Back in the early 1990's, Newt Gingrich trumpeted his plan to eliminate the FDA and allow the food and drug industries to self-regulate. Time has revealed this to be a dangerously naive plan.
From Peter Pan peanut butter to vegetables, we've seen in just the last few years multiple examples of food contaminated with disease-causing bacteria. Foodborne illnesses are a continuing problem in this country. The American Society for Microbiology (ASM) analyzes the labs that are supposed to detect the presence of pathogens in food. The ASM recently concluded a fourteen year analysis of 40,000 food laboratories, which revealed that food laboratories are doing a poor job of detecting common disease-causing bacteria such as E. coli, Salmonella, Listeria, and Campylobacter.
The FDA is uniquely qualified to tackle this problem, and, indeed, has proposed as part of the Food Safety Modernization Act standardized methods of preventing bacterial exposure. The problem is that the FDA is in charge of food safety, cosmetic safety, drug safety, and medical device safety. The agency simply does not have enough staff and resources to handle its mission. Politicians who say otherwise put at risk the public health.

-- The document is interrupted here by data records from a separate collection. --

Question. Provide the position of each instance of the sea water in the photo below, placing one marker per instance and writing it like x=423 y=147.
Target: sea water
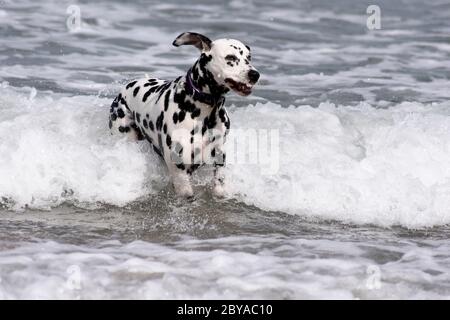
x=355 y=204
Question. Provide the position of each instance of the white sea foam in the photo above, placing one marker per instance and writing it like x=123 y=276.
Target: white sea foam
x=354 y=164
x=239 y=267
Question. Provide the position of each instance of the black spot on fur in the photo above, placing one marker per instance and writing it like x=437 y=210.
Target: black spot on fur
x=122 y=101
x=148 y=93
x=166 y=100
x=195 y=113
x=135 y=91
x=138 y=131
x=161 y=146
x=114 y=104
x=130 y=85
x=222 y=115
x=181 y=116
x=159 y=121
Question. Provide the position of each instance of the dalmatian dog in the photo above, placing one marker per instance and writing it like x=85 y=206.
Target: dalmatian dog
x=185 y=120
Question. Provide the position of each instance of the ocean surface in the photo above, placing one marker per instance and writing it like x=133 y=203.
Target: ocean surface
x=357 y=208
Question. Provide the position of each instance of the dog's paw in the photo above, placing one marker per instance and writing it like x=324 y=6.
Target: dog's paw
x=219 y=191
x=184 y=191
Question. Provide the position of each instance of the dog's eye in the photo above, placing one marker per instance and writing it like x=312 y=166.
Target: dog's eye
x=231 y=57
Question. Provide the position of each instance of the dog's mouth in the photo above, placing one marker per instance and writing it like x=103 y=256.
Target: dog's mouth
x=239 y=87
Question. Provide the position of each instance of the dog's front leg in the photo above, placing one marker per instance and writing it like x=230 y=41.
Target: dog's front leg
x=219 y=175
x=181 y=182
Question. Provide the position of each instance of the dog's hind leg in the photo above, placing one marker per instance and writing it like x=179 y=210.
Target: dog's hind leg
x=121 y=120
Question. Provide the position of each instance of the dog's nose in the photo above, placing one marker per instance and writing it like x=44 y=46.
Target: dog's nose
x=253 y=75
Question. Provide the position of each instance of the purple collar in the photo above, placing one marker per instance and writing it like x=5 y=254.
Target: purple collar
x=203 y=97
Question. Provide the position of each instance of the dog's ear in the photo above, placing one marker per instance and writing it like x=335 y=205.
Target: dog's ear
x=195 y=39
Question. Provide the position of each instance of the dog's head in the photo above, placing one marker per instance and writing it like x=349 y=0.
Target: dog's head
x=228 y=60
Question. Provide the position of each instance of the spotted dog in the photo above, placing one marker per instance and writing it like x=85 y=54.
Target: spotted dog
x=185 y=119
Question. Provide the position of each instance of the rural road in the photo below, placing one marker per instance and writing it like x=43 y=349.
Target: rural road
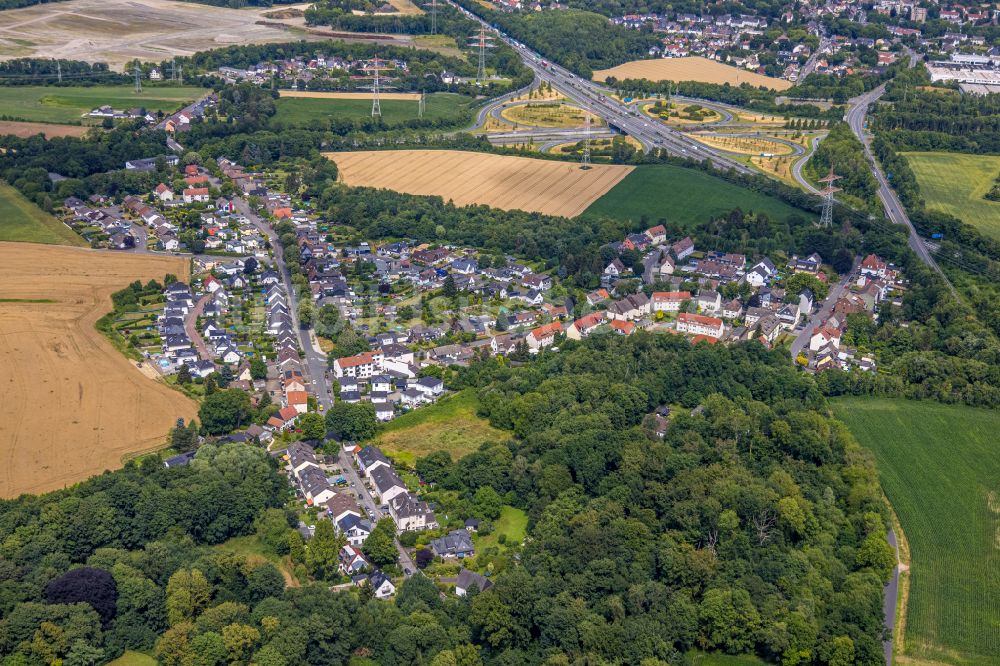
x=891 y=599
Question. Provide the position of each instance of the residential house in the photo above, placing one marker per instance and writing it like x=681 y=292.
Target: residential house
x=354 y=528
x=456 y=543
x=195 y=194
x=381 y=584
x=352 y=560
x=695 y=324
x=543 y=336
x=371 y=458
x=362 y=366
x=669 y=301
x=468 y=580
x=411 y=514
x=585 y=325
x=387 y=484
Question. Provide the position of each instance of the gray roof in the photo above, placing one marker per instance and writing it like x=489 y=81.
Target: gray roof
x=385 y=479
x=468 y=579
x=454 y=543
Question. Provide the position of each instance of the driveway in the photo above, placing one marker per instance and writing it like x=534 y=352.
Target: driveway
x=191 y=328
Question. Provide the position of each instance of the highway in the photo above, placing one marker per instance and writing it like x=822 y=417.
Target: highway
x=594 y=99
x=890 y=202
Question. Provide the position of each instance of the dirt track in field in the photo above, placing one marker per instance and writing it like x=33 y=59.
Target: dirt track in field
x=501 y=181
x=693 y=68
x=335 y=95
x=71 y=405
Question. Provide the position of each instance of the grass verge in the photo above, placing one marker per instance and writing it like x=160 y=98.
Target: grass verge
x=692 y=196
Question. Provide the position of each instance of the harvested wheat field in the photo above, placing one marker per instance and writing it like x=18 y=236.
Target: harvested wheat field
x=51 y=131
x=693 y=68
x=118 y=31
x=501 y=181
x=345 y=95
x=71 y=405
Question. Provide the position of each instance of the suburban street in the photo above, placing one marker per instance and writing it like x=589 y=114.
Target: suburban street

The enormity of the FDA's task and the importance of its public health role are further illustrated by the recent spate of contaminated drugs produced by compounding pharmacies. Compounding pharmacies produce sterile drugs that are typically injected or infused into the body. These drugs must be made under highly sanitary conditions. Unsanitary conditions at the New England Compounding Center resulted in a meningitis outbreak, which was linked to 53 deaths and 733 illnesses. This caused the FDA to inspect compounding labs across the country. The FDA reported last month that it uncovered safety problems at 30 of the compounding pharmacies inspected.
In a blog post to the FDA's website, FDA Commissioner Margaret Hamburg noted that four of the 30 pharmacies initially refused to admit the agency's inspectors. In two cases the agency had to return with search warrants and U.S. marshals to complete the inspections.
"These challenges and others highlight the need for clearer authorities for FDA to efficiently protect public health," Hamburg stated.
Hamburg has asked Congress to pass new laws giving the FDA explicit oversight over large compounding pharmacies. Under the proposal, large compounders would have to register with the FDA and undergo regular inspections, similar to pharmaceutical manufacturers. But the FDA proposal has faced pushback from some members of Congress, particularly House Republicans, who have been investigating whether the FDA could have prevented the meningitis outbreak using its existing powers.
It's 1994 all over again, and the House Republicans are trying to resurrect the Contract With America. The ideas that didn't work then, will not work now, e.g., denying ordinary citizens their Seventh Amendment rights to trial by jury, and weakening the FDA.